Republic / Seversky
Dogfights have always attracted attention. Since the First World War, their participants have been considered heroes, stories have been written about nothing, and they have become idols of generations. However, the reality of air combat is much more prosaic. Whatever the motivation of the pilots to fight, there was always a winner on one side and a loser on the other in a crippled or burning plane falling to the ground. This series deals with the struggle from their beginning to the modern age, when the sky is steadily ruled by jet engines.
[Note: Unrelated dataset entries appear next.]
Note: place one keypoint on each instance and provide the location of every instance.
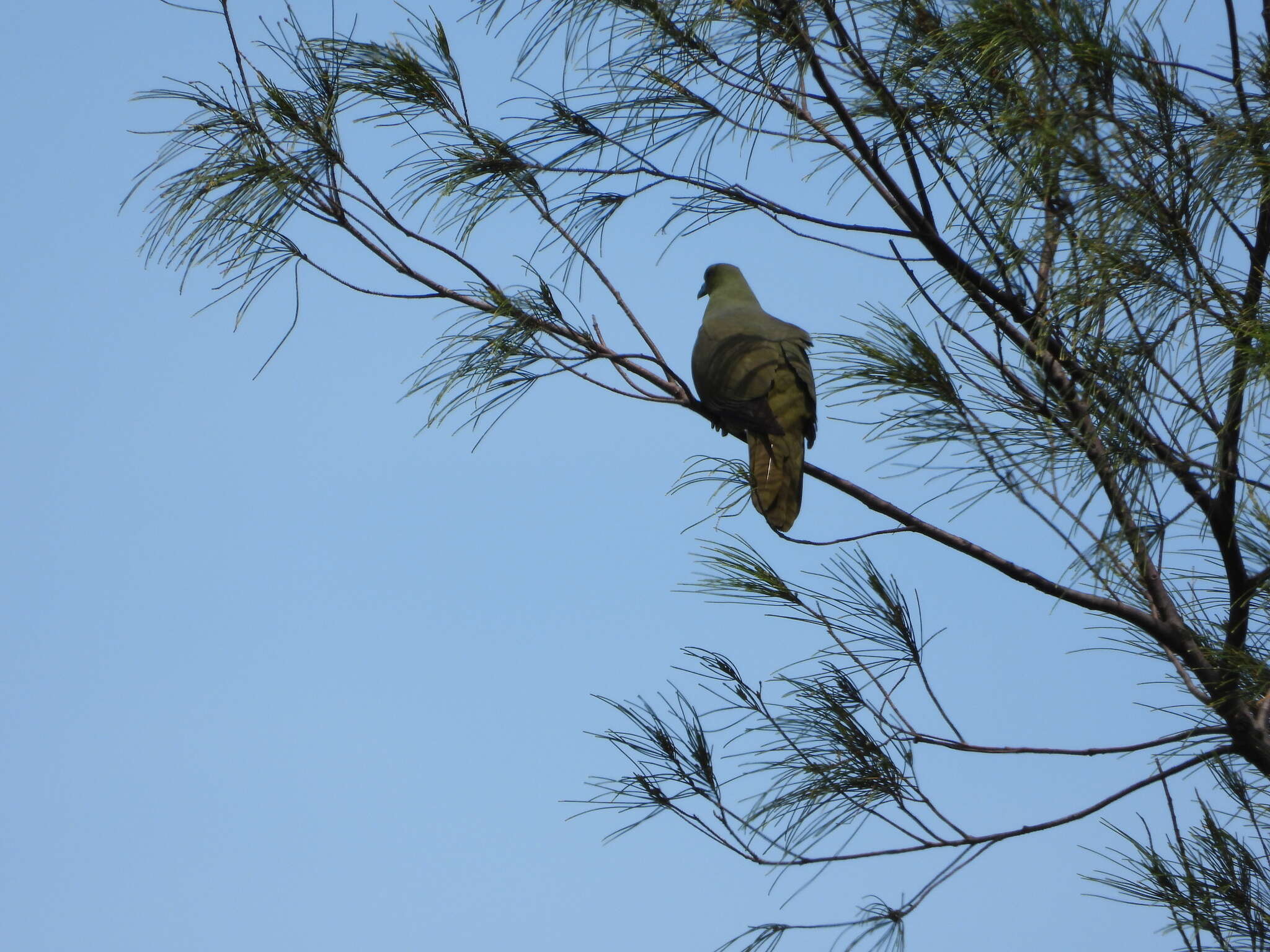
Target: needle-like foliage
(1080, 218)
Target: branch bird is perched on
(752, 375)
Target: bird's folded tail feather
(776, 477)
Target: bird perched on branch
(753, 377)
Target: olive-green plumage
(752, 374)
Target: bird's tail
(776, 477)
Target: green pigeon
(752, 375)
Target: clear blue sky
(280, 674)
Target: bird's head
(719, 276)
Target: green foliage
(1083, 224)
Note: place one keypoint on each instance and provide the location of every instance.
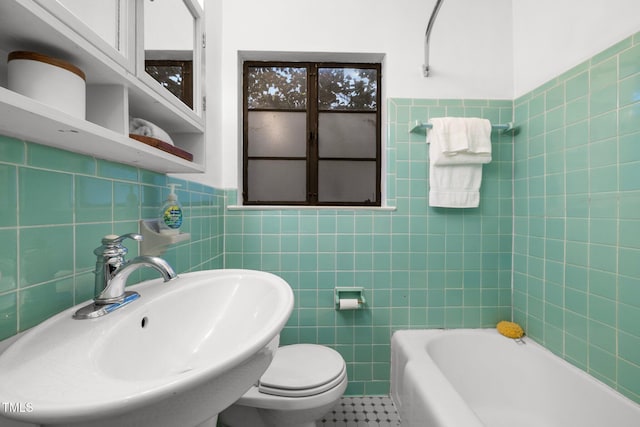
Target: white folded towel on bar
(143, 127)
(458, 149)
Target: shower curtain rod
(427, 36)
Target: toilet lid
(302, 370)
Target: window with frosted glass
(311, 134)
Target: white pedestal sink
(177, 356)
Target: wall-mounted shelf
(24, 118)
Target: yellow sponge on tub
(510, 329)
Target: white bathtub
(476, 377)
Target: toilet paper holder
(349, 293)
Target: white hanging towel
(458, 149)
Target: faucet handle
(114, 239)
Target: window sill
(309, 208)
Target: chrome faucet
(112, 272)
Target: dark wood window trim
(312, 110)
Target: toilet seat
(302, 370)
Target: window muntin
(324, 117)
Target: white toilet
(303, 382)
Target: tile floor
(373, 411)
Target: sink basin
(177, 356)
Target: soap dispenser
(171, 213)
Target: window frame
(312, 112)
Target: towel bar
(413, 127)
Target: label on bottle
(172, 216)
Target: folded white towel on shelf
(457, 152)
(143, 127)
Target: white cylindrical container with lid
(52, 81)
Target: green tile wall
(421, 266)
(55, 206)
(577, 215)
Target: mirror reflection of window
(176, 76)
(101, 16)
(169, 44)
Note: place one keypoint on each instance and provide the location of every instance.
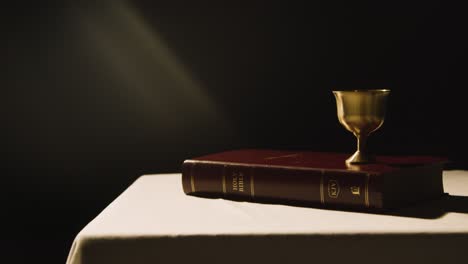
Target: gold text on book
(356, 190)
(333, 189)
(238, 181)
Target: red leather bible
(314, 179)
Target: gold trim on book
(252, 188)
(255, 165)
(192, 179)
(224, 179)
(366, 195)
(322, 195)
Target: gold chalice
(361, 112)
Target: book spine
(262, 183)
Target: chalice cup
(361, 112)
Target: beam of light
(148, 74)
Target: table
(153, 221)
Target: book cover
(314, 179)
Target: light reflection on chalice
(361, 112)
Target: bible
(314, 179)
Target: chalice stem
(361, 144)
(361, 155)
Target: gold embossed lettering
(333, 189)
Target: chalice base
(360, 157)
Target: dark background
(95, 95)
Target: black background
(95, 95)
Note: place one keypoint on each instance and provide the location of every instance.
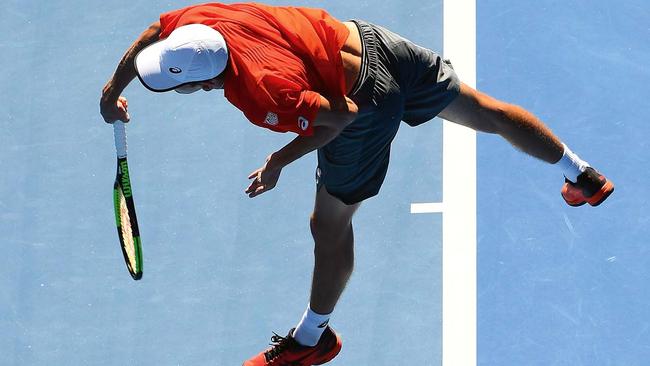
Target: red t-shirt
(280, 59)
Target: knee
(495, 114)
(327, 233)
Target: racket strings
(127, 233)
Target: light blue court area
(560, 285)
(221, 271)
(556, 285)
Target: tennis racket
(127, 223)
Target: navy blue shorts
(399, 81)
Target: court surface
(555, 285)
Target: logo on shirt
(271, 118)
(303, 123)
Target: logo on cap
(271, 118)
(303, 123)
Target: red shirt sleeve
(170, 21)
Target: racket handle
(119, 130)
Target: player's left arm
(333, 116)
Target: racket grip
(119, 130)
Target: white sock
(571, 164)
(311, 327)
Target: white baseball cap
(191, 53)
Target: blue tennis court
(555, 285)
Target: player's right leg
(523, 130)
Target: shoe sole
(339, 346)
(601, 195)
(598, 198)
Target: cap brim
(147, 67)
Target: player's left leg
(523, 130)
(313, 341)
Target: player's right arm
(109, 107)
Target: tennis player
(344, 88)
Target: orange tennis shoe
(591, 187)
(287, 352)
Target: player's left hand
(264, 178)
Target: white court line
(426, 207)
(459, 198)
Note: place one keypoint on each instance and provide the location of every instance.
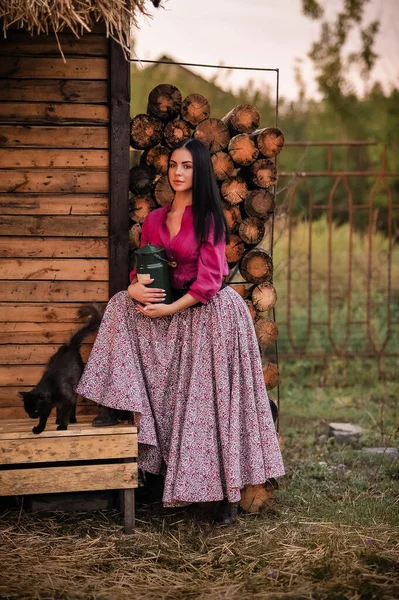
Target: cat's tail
(95, 312)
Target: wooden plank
(54, 159)
(53, 204)
(90, 447)
(47, 113)
(17, 43)
(64, 269)
(53, 180)
(37, 333)
(74, 91)
(20, 375)
(119, 75)
(40, 312)
(41, 247)
(21, 67)
(16, 429)
(34, 354)
(59, 291)
(50, 226)
(49, 480)
(53, 137)
(18, 412)
(10, 399)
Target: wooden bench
(83, 458)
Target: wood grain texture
(63, 269)
(66, 136)
(18, 158)
(90, 447)
(119, 73)
(59, 291)
(19, 42)
(40, 312)
(16, 429)
(49, 480)
(34, 354)
(22, 67)
(36, 333)
(47, 113)
(53, 204)
(10, 399)
(53, 180)
(50, 226)
(41, 247)
(73, 91)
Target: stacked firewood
(244, 162)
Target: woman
(190, 370)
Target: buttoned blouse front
(200, 267)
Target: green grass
(332, 533)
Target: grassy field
(333, 531)
(332, 534)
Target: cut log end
(157, 158)
(141, 179)
(234, 190)
(264, 297)
(252, 310)
(145, 132)
(233, 216)
(270, 141)
(271, 375)
(195, 109)
(260, 204)
(214, 134)
(163, 193)
(256, 266)
(140, 207)
(244, 118)
(223, 165)
(165, 101)
(234, 249)
(243, 150)
(251, 231)
(263, 173)
(134, 236)
(175, 132)
(242, 290)
(266, 331)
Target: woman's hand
(138, 291)
(154, 311)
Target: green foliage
(331, 64)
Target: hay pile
(178, 556)
(44, 17)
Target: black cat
(61, 377)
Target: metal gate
(334, 252)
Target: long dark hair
(207, 204)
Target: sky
(257, 33)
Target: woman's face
(181, 170)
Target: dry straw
(178, 557)
(41, 17)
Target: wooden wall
(54, 184)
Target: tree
(331, 63)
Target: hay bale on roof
(43, 17)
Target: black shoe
(106, 417)
(227, 514)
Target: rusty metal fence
(336, 254)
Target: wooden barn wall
(53, 199)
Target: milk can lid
(149, 249)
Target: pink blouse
(200, 267)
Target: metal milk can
(152, 263)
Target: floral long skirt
(196, 379)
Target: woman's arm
(164, 310)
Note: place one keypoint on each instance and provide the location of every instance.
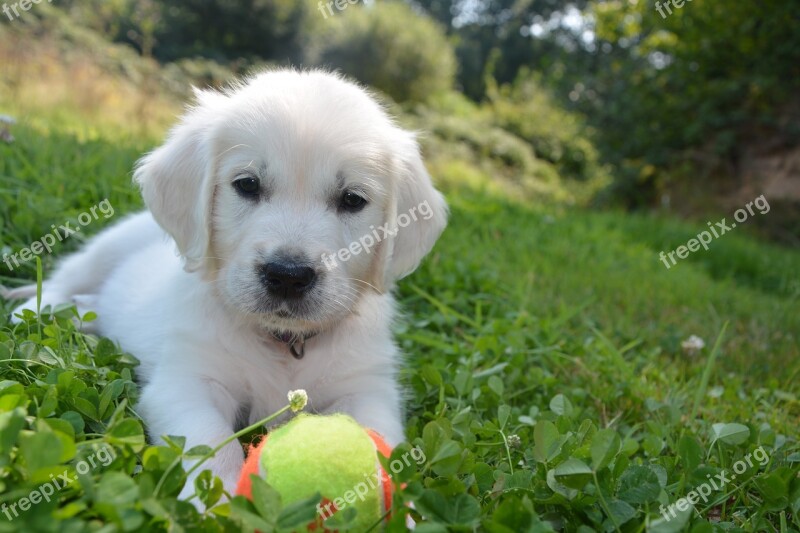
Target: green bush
(525, 109)
(387, 46)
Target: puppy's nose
(287, 279)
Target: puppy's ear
(177, 183)
(418, 213)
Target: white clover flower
(692, 345)
(297, 400)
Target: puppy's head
(294, 193)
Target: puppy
(294, 203)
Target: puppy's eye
(247, 186)
(352, 202)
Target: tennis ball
(331, 455)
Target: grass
(546, 381)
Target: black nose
(287, 279)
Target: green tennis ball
(330, 455)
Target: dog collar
(295, 343)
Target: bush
(387, 46)
(558, 136)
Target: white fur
(198, 322)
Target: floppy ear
(177, 183)
(418, 212)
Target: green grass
(547, 385)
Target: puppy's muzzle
(287, 279)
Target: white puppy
(294, 203)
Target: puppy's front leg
(201, 410)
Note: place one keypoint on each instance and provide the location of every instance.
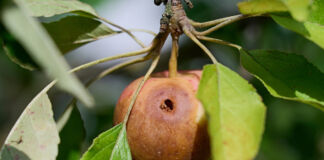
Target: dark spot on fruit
(167, 105)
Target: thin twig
(143, 30)
(202, 46)
(124, 30)
(173, 65)
(225, 23)
(129, 54)
(116, 67)
(219, 41)
(213, 22)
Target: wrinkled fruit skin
(167, 121)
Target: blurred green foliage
(294, 131)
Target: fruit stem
(202, 46)
(173, 65)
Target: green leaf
(74, 31)
(298, 8)
(49, 8)
(72, 134)
(286, 76)
(15, 51)
(111, 144)
(34, 136)
(38, 43)
(235, 111)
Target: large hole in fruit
(167, 105)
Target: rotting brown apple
(167, 121)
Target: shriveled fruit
(167, 121)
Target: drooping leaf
(38, 43)
(72, 134)
(74, 31)
(286, 76)
(15, 51)
(34, 136)
(111, 145)
(49, 8)
(298, 8)
(235, 111)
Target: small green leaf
(37, 42)
(74, 31)
(298, 8)
(235, 111)
(72, 134)
(49, 8)
(34, 136)
(111, 145)
(15, 51)
(287, 76)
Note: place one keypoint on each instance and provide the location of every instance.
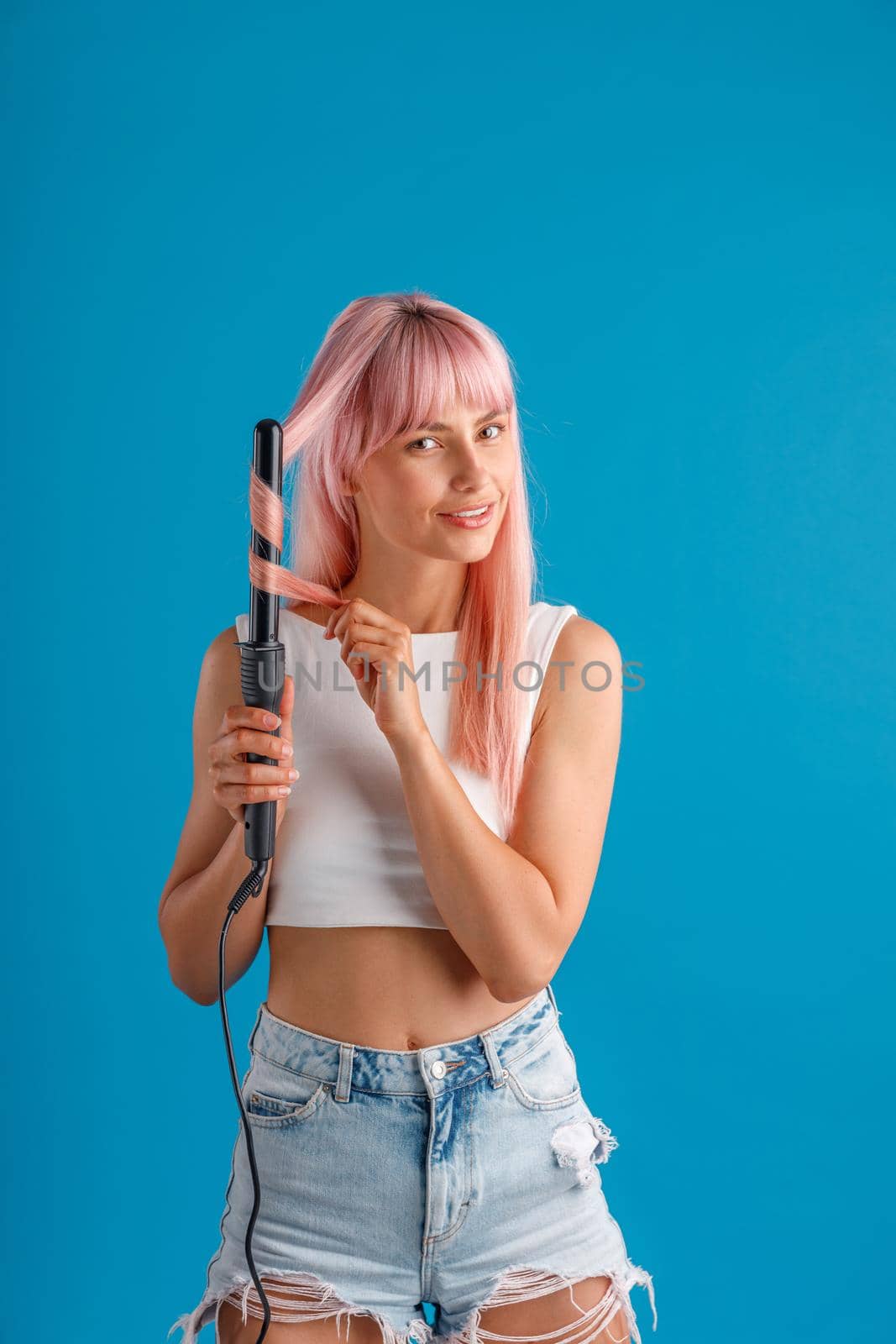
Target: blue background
(680, 221)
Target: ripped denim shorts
(463, 1175)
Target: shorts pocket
(546, 1075)
(275, 1095)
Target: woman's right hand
(237, 781)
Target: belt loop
(254, 1032)
(492, 1055)
(344, 1079)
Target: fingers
(286, 703)
(360, 613)
(244, 738)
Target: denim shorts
(463, 1175)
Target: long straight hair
(390, 363)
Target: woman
(417, 1115)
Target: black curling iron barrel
(262, 656)
(262, 676)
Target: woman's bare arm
(515, 906)
(211, 862)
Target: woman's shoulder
(579, 652)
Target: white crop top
(345, 851)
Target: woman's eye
(417, 443)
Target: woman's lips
(479, 521)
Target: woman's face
(461, 461)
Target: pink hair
(391, 363)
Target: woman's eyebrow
(438, 428)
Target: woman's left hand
(383, 676)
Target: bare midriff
(387, 988)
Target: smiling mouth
(476, 511)
(472, 517)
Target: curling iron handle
(261, 675)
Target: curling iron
(261, 674)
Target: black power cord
(250, 886)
So far, I have dealt with fights in my articles, in which the technique of western provenance was on the winning side. In order not to look biased, in this article I will focus on the duel in which the roles were reversed.
American pilots of the 5th Air Force USAAF, fighting during World War II against the Japanese air force over large areas of the Pacific, recorded a total of 511 kills on Republic P-47D Thunderbolt planes. The 348th Fighter Group achieved its greatest success, with its pilots reporting 326 kills on Thunderbolts. The group grew a total of 20 aces, including the most successful pilot of the Republic P-47D Pacific battlefield Lt.Col. Neel Kearby. This man shot down 22 enemies on a massive fighter and finally went to the fighter heaven in her cabin.
The robust Republic P-47D Thunderbolt fighters began to operate in American colors in Southeast Asia only during 1944, much later than in Europe, the Mediterranean or the Pacific. Since the summer, they have intervened in fierce fighting against the Japanese on the Burmese battlefield.